Başlıkta saydıklarım zamansız kelimeler. Bunun yanısıra ilkbahara çok yakıştırdığım kelimeler. Hele de demli bir bardak çayı, kallavî bir fincan kahveyi içebilmenin eşsiz bir nimet olduğunu düşününce (yanında belki bir dilim kek ile) eldeki bir kitabın yapraklarının bir bir merakla açılması düşüncesi bile içimde çiçeklerin açmasına yetebiliyor. Bu duyguya her zaman sahip çıkmak gerekiyor. Bu şekilde acılarımızın üstesinden gelebilir, sevinçlerimizi çoğaltabilir, mutluluğumuzu paylaşmayın diyenlere inatla daha çok insanla paylaşabiliriz. Kadim bilgilerle yolumuzu aydınlatabiliriz. Bu noktada biyodinamik tarım ile ilgili yazdığım yazımı hatırlatmak isterim. Ne demiş atalarımız: “Kesme odunu ay büyürken, kırkma koyunu ay küçülürken.”… Örneğin bu yıl için 12, 13, 14 Şubatta yani dolunay günlerinde budama yapmayalım ağaçlar küser, çürür. 15 Şubat’tan 25 Şubat’a kadar ise kurallarına uygun bir şekilde budama yapabiliriz. Ay takvimine göre yeni ay, büyüyen ay günlerinde tohum ekmek, aşı yapmak gibi işler eski ay, küçülen ay günlerinde de budama yapmak, çim biçmek gibi işler oldukça iyi sonuçlar veriyor.

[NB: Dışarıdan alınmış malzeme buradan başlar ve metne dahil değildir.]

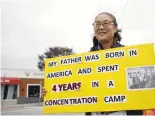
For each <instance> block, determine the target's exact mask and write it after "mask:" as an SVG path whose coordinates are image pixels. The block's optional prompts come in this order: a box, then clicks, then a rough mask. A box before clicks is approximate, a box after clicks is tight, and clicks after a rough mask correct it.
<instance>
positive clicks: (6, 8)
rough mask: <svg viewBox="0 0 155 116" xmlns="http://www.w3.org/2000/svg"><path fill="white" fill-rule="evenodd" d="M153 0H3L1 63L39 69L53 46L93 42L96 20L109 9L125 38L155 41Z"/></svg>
mask: <svg viewBox="0 0 155 116" xmlns="http://www.w3.org/2000/svg"><path fill="white" fill-rule="evenodd" d="M154 6H155V0H1V4H0V11H1V12H0V17H1V18H0V19H1V20H0V21H1V23H0V26H1V32H0V35H1V68H9V69H30V70H31V69H32V70H38V68H37V62H38V55H40V54H43V53H44V52H45V51H46V50H47V49H48V48H49V47H55V46H61V47H69V48H73V50H74V52H75V53H83V52H87V51H89V49H90V47H91V46H92V37H93V27H92V23H93V21H94V18H95V16H96V15H97V14H99V13H101V12H110V13H112V14H114V15H115V16H116V18H117V20H118V26H119V28H121V29H122V37H123V40H122V42H121V43H122V44H124V45H136V44H143V43H155V29H154V27H155V13H154V11H155V7H154Z"/></svg>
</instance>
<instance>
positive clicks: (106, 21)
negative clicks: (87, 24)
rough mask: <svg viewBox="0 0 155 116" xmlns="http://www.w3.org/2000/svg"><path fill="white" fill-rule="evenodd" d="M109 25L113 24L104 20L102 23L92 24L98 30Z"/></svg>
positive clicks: (100, 22) (98, 22)
mask: <svg viewBox="0 0 155 116" xmlns="http://www.w3.org/2000/svg"><path fill="white" fill-rule="evenodd" d="M111 24H114V23H112V22H111V21H108V20H105V21H103V22H100V21H96V22H94V23H93V26H94V27H96V28H99V27H100V26H101V25H102V26H103V27H105V28H106V27H108V26H109V25H111Z"/></svg>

7.Her daim hava durumunu takip etmek.

Ay takvimi, biyodinamik tarım derken eski ama eskimeyen tabirlerden birinden daha bahsetmek istiyorum.

Aralık ayının 21’inde başlayıp 30 Ocak’da zemheri soğukları ya da erbain günleri adı verilerek anılan çok soğuk günler, karakış sona erdi. İlginçtir ki bu süre zarfında bir kere kar yağdı Ankara’ya…Şimdi ise 50 gün sürecek olan hamsin günleri başlıyor. Çok soğuk günler, yer yer esen toz içerikli ılık rüzgârlarla yerini soğuk günlere bırakıyor.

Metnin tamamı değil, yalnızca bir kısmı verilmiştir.